TAX SAVING OPTIONS IN INDIA
It’s not uncommon to witness taxpayers get worked-up and tensed in choosing the right investment options as nobody wants to shell those extra bucks from their pockets. Taxpayers often try to find some means to reduce their gross taxable income. Thus, tax-saving investments are an important part of any investor’s life. As a smart investor, you should seek investments that offer not only tax benefits but also tax-free gains. Following are some of the best tax saving investment options under Section 80C of the IT Act, 1961:
Public Provident Fund (PPF)
It is a long-term tax saving instrument offered by the Government of India that helps in creating a financial cushion for individuals post their retirement. The interest rate on these accounts are set every quarter. PPF accounts enjoy an EEE status, i.e. exempt, exempt and exempt. This means that the sum invested in PPF account, the interest earned, and the maturity amount are all exempt from tax.
Unit Linked Investment Plan (ULIP)
ULIPs are another type of tax-saving instruments that not only offers tax benefits but also provides higher gains on investment when invested for a longer investment duration. ULIPs are investment products that provide a combination of investment opportunities and life insurance policy though a mutual fund is a single fund. These funds offer the flexibility to switch between funds about 3-4 times in a year.
National Pension Scheme (NPS)
It is a retirement-focused investment scheme that matures when an investor turns 60 years of age. Among various investment options under NPS, investors are mandated to invest a maximum of up to 75% in equity mutual funds and the rest in debt mutual funds. Investments in NPS are eligible for tax benefits of up to Rs1.5 lac u/s 80C of the Income Tax Act. You can also avail additional tax benefits of up to Rs 50,000 under sub-Section 80CCD (1B) of the IT Act.
Senior Citizen Savings Scheme (SCSS) – It is a savings scheme offered by the government of India which is accessible to Indian residents aged 60 and above. The maturity of these savings scheme is five years, although it can be extended by three years. The interest rate on SCSS is declared at the time of buying the mutual fund scheme. SCSS provide one of the highest interest rates when compared to different savings instruments available in India. SCSS schemes also offer tax benefits of up to Rs1.5 lac.
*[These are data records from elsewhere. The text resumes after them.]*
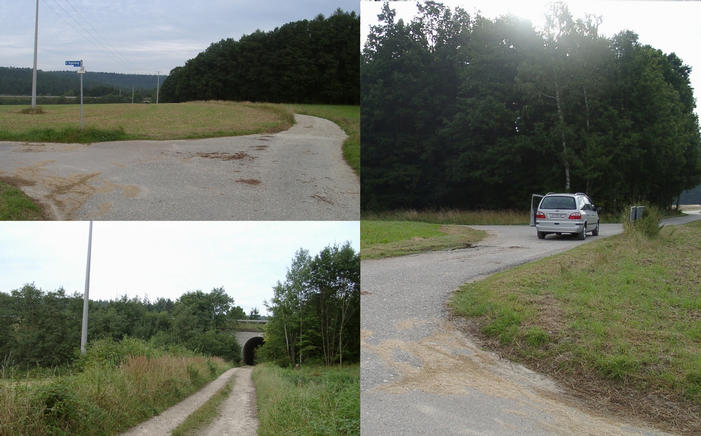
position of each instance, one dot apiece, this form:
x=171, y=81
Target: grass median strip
x=616, y=319
x=397, y=238
x=203, y=416
x=15, y=205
Equity Linked Savings Scheme (ELSS)
ELSS mutual funds are equity-based mutual funds that invest at least 80% of their total assets in equity and equity-linked securities. ELSS funds offer the dual benefits of capital appreciation and tax-saving benefits when invested for a long duration. Hence, they are aptly termed as ELSS tax saving mutual funds. These ELSS tax saving funds qualify for a tax deduction of up to Rs1.5 lac under section 80C. If you invest in ELSS, you can save up to Rs 46,800 each year.
Irrespective of the tax-saving instrument you choose for your investment portfolio, make sure it aligns with your personal and financial goals, risk profile and investment horizon. Happy investing!